I just picked up a copy of Through the Forest by David Wagoner, and I encountered this poem for the first time. He’s a fine observer of nature, and this one strikes me more than his other poems by its embodiment of the caterpillar’s experience, rather than reportage from the perspective of a human being encountering nature. You might say this is “deep pastoral” in that the human experience becomes one with what it absorbs? These are just first thoughts. It’s a beatiful poem that I’m sure to read again and again. 

Good Stuff in the latest Hudson Review

Check out these two beautiful lyrics by John Foy. I especially admire the first, for its clean, precise diction–not a word wasted–and the uncomplicated way he complicates otherwise complacent phrases. What does it mean to want the world for someone, given the lamentable state of the world? Foy answers this, though he admits that what we want never makes much of a difference in the way things turn out. 

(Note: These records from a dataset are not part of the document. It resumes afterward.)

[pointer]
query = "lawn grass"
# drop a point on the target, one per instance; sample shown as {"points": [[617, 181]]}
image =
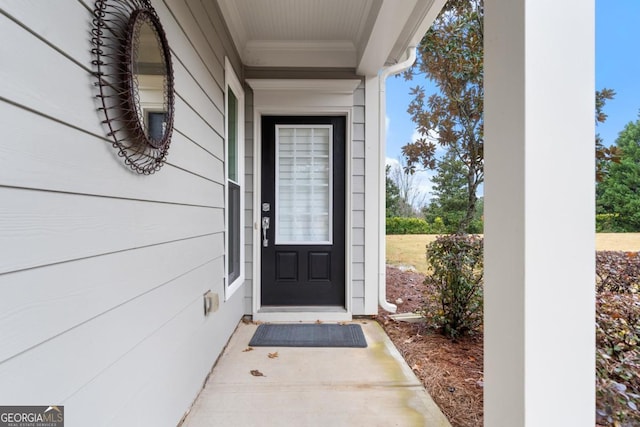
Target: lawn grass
{"points": [[409, 249]]}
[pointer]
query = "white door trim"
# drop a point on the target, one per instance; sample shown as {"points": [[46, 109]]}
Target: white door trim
{"points": [[301, 98]]}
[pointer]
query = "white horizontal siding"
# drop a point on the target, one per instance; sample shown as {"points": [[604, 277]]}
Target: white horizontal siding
{"points": [[44, 228], [102, 270], [40, 153], [357, 205]]}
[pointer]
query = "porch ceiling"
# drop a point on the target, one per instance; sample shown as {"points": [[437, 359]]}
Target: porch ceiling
{"points": [[360, 34]]}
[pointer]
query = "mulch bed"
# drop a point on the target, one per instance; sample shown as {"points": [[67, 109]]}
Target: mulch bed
{"points": [[451, 371]]}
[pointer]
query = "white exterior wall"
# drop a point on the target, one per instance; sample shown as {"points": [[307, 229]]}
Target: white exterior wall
{"points": [[102, 270], [358, 294], [539, 213]]}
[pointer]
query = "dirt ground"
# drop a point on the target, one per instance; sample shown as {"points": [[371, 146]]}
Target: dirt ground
{"points": [[450, 371]]}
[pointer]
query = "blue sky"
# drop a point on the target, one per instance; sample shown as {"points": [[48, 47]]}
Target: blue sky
{"points": [[617, 68]]}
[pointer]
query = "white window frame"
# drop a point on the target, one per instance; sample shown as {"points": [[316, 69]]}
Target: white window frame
{"points": [[232, 82], [278, 239]]}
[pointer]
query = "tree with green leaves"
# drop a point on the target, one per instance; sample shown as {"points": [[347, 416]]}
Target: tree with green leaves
{"points": [[618, 193], [604, 155], [451, 55], [392, 199]]}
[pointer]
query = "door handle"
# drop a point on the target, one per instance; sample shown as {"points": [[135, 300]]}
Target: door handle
{"points": [[265, 228]]}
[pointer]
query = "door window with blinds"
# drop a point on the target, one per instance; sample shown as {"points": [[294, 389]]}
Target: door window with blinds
{"points": [[304, 190]]}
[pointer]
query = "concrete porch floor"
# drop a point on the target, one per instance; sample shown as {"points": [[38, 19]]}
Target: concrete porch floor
{"points": [[314, 387]]}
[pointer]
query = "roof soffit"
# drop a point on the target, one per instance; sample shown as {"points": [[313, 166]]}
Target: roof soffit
{"points": [[358, 34]]}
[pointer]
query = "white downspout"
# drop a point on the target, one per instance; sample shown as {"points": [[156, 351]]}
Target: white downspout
{"points": [[382, 259]]}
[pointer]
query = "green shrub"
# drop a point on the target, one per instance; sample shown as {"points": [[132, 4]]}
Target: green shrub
{"points": [[400, 225], [454, 302], [618, 359], [608, 223]]}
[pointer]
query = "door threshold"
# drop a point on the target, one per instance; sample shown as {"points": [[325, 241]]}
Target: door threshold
{"points": [[302, 314]]}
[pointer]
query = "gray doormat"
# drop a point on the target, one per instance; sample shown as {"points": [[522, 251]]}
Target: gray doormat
{"points": [[308, 335]]}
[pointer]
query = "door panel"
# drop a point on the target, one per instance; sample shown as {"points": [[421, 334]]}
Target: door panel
{"points": [[303, 203]]}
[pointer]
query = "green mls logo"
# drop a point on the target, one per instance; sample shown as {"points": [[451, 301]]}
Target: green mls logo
{"points": [[31, 416]]}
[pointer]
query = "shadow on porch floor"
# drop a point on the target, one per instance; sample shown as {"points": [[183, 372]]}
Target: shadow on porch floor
{"points": [[313, 386]]}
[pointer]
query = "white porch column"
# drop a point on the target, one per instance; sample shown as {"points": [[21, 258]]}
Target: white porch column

I’m still exploring this issue, but another standout for me has been Richard Hornby’s review of a performance of You Can’t Take it with You, which includes a brief but interesting history of the sitcom. It’s a must-read. 

Giving Dark a Dream

Check out this knockout sonnet by Mary Meriam over at American Arts Quaterly. 

I love the kinetic syntax of this poem.  The language races through the line breaks and rhymes like the pickup truck that darkness drives “into the hills and hollers”, and soars like a flicked cigarette. I love the detail of “gunshots hit the town’s Masonic club,” all the more because it remains a bit mysterious to me, something to puzzle over.